Legislation that puts a five-year timetable on the plan has been approved by two separate Assembly committees and a Senate panel, as some groups push lawmakers to get rid of the ramp-up and just immediately start feeding free lunch to every kid.
"Children can not learn on an empty stomach, and school meals are just as important to academic success as textbooks and transportation, which we do not charge families for," said Lisa Pitz, director of Hunger Free New Jersey.
Under the measure that's sponsored by four Democrats, including Assembly Speaker Craig Coughlin, schools would provide free lunch to a growing number of kids — with looser income restrictions each year — until every student is included in the sixth year, regardless of household income.
The bill's language gets the ball rolling in the 2023-2024 school year. Free lunch for all would kick in for the 2028-2029 school year.
Advocates for the change, including Assembly Agriculture and Food Security Committee Chairman Roy Freiman, said the implementation of free lunches would remove the stigma that's currently associated with free or reduced-price lunch and may deter some eligible families from participating.
"There's an embarrassment — this goes away," Freiman said. "There is no having to single themselves out, or go hungry as the other alternative."
Currently, the federal government covers for the cost of free meals for students who live in families who fall a certain level below the poverty level.
If New Jersey wants to expand the pool of eligible students, the federal government won't foot the bill. A fiscal estimate that accompanies the legislation says that New Jersey school districts would not be on the hook for the extra finances — it would be the state's responsibility.
In Fiscal Year 2025, the program would cost New Jersey $54.5 million, the estimate says. The price tag would be higher than $100 million during each of the next three years, until it eventually hits $518.9 million in Fiscal Year 2019 and beyond.
"We really appreciate the language throughout the bill that would essentially push the cost of expanding free meals on to the state, so that districts aren't faced with any kind of economic issues," said Jonathan Pushman, director of government relations for the New Jersey School Boards Association.

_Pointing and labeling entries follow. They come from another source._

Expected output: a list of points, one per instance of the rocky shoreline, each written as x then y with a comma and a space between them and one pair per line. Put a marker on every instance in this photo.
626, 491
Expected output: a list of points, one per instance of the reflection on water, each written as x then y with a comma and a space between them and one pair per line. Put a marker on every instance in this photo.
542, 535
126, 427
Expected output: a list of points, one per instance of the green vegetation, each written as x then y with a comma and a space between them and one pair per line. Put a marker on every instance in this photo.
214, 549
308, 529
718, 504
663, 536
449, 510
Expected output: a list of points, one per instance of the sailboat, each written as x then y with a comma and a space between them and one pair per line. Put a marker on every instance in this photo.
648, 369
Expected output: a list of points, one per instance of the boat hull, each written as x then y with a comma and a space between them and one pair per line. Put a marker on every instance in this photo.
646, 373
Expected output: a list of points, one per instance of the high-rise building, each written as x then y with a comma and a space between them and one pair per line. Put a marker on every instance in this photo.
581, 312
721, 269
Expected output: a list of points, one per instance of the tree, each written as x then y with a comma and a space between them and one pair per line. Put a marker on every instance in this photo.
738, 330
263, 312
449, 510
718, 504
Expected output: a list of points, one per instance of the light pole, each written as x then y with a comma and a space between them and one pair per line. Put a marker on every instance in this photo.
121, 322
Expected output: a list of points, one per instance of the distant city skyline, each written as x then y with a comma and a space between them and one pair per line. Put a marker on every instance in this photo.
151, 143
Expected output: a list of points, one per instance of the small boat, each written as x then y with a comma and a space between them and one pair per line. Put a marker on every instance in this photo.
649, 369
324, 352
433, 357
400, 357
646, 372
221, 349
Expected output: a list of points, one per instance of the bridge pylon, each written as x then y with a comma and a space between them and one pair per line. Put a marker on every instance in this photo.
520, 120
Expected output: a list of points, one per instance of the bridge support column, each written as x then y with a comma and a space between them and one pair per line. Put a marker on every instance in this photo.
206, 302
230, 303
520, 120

Freiman's committee unanimously approved the measure on June 15. The Assembly Appropriations Committee advanced the bill by a vote of 7-4 on June 22. The Senate Budget and Appropriations Committee green-lighted the bill on Tuesday.
Along with other groups, Hunger Free New Jersey expressed its support of universal free lunches but insisted that the multi-year phase-in be eliminated.
"We do not believe that we have the time to wait," Pitz said. "The time to act is now."